Anagnostis Theodoropoulos

Genetic pollution in amphibians and reptiles

Invasive species contribute to biodiversity loss through a variety of mechanisms. One of the least discussed yet significant among them is genetic pollution: anthropogenic hybridization between native and introduced species or populations. This process targets biodiversity at the genetic level, effectively rewriting parts of the native gene pool. More than a decade ago, the non-native Anatolian crested newt (Triturus anatolicus) was introduced into Montnegre i el Corredor Natural Park (Catalonia, Spain), where it began hybridizing uncontrollably with the native marbled newt (T. marmoratus). The invasion irreversibly damaged the native population, prompting eradication efforts to prevent further spread. In this study, we used target sequence capture (NewtCap) and mtDNA sequencing to assess the frequency, directionality, and fertility of these hybrids. We also compared the invasive genotypes to a reference dataset spanning the native range of T. anatolicus in Turkey to identify the source of the introduction. Our results confirm the presence of fertile F1 hybrids and later-generation backcrosses, despite the deep evolutionary divergence between the species (~25–30 Mya) and the infrequent hybridization between T. marmoratus and the native crested newt, T. cristatus. We detected strong directionality in hybridization, with crosses predominantly occurring between T. marmoratus males and T. anatolicus females.

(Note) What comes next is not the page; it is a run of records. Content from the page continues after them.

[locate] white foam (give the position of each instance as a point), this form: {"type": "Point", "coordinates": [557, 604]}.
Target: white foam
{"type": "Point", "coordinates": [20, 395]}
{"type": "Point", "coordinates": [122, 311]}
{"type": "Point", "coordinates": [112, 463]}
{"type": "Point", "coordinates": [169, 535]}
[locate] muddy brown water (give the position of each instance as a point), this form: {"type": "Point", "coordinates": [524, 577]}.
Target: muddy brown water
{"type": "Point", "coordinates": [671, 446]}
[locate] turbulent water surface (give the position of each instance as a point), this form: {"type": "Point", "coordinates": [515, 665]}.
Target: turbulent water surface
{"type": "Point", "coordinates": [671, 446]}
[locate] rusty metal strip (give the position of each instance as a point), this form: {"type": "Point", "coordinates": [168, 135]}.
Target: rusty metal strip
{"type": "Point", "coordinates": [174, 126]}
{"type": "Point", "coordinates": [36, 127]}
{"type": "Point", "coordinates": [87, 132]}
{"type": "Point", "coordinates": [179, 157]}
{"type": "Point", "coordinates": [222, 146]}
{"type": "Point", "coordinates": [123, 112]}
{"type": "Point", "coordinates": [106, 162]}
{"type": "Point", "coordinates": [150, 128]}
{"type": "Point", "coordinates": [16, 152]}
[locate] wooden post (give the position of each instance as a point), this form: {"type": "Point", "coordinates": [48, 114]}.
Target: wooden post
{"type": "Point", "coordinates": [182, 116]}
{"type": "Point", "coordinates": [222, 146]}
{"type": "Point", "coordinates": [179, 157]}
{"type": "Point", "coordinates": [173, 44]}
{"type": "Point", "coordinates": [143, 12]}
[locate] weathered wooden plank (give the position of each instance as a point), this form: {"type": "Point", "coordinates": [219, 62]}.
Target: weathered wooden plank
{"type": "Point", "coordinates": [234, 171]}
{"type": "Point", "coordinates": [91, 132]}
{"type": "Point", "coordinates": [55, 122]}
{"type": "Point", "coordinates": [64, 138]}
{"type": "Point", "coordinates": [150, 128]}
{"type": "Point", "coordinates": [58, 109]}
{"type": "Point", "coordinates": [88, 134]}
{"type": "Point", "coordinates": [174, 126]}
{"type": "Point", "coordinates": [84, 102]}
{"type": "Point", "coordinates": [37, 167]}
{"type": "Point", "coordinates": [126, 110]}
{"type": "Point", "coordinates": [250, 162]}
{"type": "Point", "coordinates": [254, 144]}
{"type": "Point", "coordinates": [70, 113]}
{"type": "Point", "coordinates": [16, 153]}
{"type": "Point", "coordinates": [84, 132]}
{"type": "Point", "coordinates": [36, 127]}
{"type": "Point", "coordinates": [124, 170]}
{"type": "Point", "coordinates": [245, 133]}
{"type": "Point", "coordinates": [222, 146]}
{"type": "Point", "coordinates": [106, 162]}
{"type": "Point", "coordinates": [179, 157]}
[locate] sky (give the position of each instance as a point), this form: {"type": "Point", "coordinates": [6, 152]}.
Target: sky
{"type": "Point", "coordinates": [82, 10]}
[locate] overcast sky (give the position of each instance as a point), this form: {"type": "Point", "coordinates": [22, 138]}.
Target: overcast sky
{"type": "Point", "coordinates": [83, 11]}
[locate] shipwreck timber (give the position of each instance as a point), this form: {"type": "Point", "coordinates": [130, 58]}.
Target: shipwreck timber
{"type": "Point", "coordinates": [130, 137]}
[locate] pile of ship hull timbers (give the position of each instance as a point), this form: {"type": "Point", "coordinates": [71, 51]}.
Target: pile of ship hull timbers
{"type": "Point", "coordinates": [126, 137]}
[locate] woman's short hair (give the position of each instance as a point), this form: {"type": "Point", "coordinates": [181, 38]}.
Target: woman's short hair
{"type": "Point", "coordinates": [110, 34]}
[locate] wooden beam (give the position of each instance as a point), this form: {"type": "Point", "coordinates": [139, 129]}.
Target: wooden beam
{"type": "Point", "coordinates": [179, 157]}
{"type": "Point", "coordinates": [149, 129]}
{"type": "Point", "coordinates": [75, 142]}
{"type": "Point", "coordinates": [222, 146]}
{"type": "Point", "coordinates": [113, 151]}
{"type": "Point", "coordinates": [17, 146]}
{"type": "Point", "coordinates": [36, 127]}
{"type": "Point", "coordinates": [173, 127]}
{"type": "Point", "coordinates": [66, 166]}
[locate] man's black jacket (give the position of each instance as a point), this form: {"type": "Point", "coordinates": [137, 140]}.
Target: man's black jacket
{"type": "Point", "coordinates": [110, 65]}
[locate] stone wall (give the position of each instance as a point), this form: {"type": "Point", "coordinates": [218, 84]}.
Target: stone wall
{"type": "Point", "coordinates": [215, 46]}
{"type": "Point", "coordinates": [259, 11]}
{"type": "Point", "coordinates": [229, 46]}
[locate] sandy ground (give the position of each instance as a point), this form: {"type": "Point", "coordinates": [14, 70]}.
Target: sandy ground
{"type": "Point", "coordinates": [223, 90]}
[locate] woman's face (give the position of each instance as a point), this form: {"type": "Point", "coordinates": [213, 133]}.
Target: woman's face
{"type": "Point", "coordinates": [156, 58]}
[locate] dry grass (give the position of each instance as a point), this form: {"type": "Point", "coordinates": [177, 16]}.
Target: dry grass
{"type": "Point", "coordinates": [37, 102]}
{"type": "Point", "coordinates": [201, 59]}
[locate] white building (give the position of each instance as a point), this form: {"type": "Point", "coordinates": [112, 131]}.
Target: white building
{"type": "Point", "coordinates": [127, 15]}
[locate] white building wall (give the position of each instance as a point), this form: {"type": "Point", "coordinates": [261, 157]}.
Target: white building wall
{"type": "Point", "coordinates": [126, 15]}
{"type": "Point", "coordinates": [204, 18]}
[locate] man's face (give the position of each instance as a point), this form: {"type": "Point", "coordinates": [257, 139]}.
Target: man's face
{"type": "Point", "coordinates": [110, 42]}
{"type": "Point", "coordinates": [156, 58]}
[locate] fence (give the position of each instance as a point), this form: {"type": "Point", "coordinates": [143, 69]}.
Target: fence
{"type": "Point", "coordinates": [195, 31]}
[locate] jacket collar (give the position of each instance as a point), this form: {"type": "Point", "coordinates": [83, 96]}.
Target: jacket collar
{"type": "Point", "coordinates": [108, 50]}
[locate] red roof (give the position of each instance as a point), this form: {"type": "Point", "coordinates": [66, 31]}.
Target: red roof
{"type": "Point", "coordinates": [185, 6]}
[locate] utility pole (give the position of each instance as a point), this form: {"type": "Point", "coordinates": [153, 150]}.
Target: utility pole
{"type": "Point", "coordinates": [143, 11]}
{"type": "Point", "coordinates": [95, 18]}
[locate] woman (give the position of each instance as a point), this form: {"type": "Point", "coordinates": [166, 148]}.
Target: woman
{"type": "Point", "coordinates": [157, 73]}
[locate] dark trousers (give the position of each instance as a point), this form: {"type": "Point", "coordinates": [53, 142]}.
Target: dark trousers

Later-generation hybrids were found to only backcross with T. marmoratus, suggesting potential for adaptive introgression into the native gene pool. Given that T. anatolicus is thought to be less susceptible to the fungal pathogen Batrachochytrium salamandrivorans (Bsal), this raises the possibility of adaptive alleles entering the native gene pool. Additionally, the origin of the invasive population was traced to Lake Abant in western Turkey. This study highlights the severe consequences of anthropogenic hybridization and the need for gene-wide monitoring to inform management actions.